Herzog noted a “move on Egypt’s part” on the issue of reconvening the Geneva conference and cited a sentence from the speech of the Egyptian UN Ambassador, Esmat Abdul Meguid, to the Council Tuesday that the Geneva talks should be resumed on the basis of the “previous meeting.” He also cited a recent remark attributed to President Anwar Sadat of Egypt that the Geneva parley should reconvene with its original participants. These did not include the PLO.

(President Sadat was reported to have said at a Cairo news conference this week that he did not favor changing Resolutions 242 and 338 because they are “the foundation of peace momentum in the Middle East.”)

ISRAEL’S BOYCOTT VINDICATED

Herzog said the course of the Security Council debate so far has vindicated Israel’s decision to boycott it. He said that during the sessions this week, Israel was threatened and coerced and the Arabs talked only about what Israel should give up without mentioning a word of what Israel would get. He affirmed that Israel was ready to attend the Geneva conference without preconditions with the participation of all of the original parties. He said the participation of other parties could be discussed at Geneva once the conference was reconvened.

Herzog accused Syria of using the Palestinians “as pawns to further the aims” of the Syrian government and that Syria had called for the Security Council debate–as a condition for its agreement to renew the mandate of the United Nations Disengagement Observer Force (UNDOF) on the Golan Heights–in order to divert world attention from the tragedy in Lebanon.

“It is no coincidence that parallel with the opening of this debate, we read of the stepping-up of the activities of the Palestinian units in Lebanon in the process of dismembering that state,” Herzog said. He noted that in the last few months more people have been killed in the fighting in Lebanon than Israel has lost in all of its wars.

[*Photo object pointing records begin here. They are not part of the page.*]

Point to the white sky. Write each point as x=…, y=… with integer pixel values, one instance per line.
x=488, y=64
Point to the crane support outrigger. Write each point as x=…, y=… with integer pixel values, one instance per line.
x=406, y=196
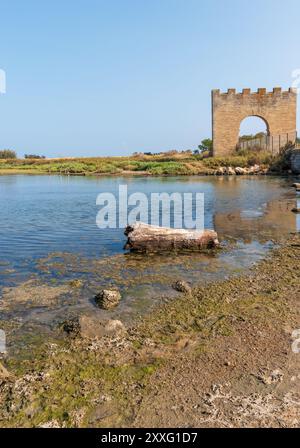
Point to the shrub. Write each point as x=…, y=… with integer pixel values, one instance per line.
x=8, y=154
x=33, y=156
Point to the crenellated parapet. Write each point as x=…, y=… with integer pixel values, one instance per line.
x=277, y=108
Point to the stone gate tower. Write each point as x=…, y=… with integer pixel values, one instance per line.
x=277, y=109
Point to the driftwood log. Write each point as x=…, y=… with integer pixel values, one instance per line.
x=147, y=238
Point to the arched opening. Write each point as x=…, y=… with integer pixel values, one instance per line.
x=254, y=132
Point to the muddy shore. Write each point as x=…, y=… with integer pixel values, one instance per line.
x=222, y=356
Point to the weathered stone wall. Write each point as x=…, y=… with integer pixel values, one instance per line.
x=295, y=161
x=277, y=109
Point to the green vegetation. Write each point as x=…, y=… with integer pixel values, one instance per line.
x=7, y=154
x=33, y=156
x=206, y=145
x=79, y=382
x=171, y=163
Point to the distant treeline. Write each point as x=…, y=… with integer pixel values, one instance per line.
x=9, y=154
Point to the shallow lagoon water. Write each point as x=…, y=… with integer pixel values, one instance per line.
x=48, y=234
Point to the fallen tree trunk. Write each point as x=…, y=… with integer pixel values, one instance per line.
x=147, y=238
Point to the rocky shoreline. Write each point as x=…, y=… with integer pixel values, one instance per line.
x=219, y=355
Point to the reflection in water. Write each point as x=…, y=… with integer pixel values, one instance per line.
x=48, y=234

It was learned here meanwhile that the Israeli Ambassador has been meeting with Security Council members whose countries maintain diplomatic ties with Israel to explain Israel’s position. A UN spokesman said today that it is not certain when the debate will conclude and said it was likely to continue to the end of this month. Herzog was scheduled to meet today with the Japanese Ambassador Shizuo Saito.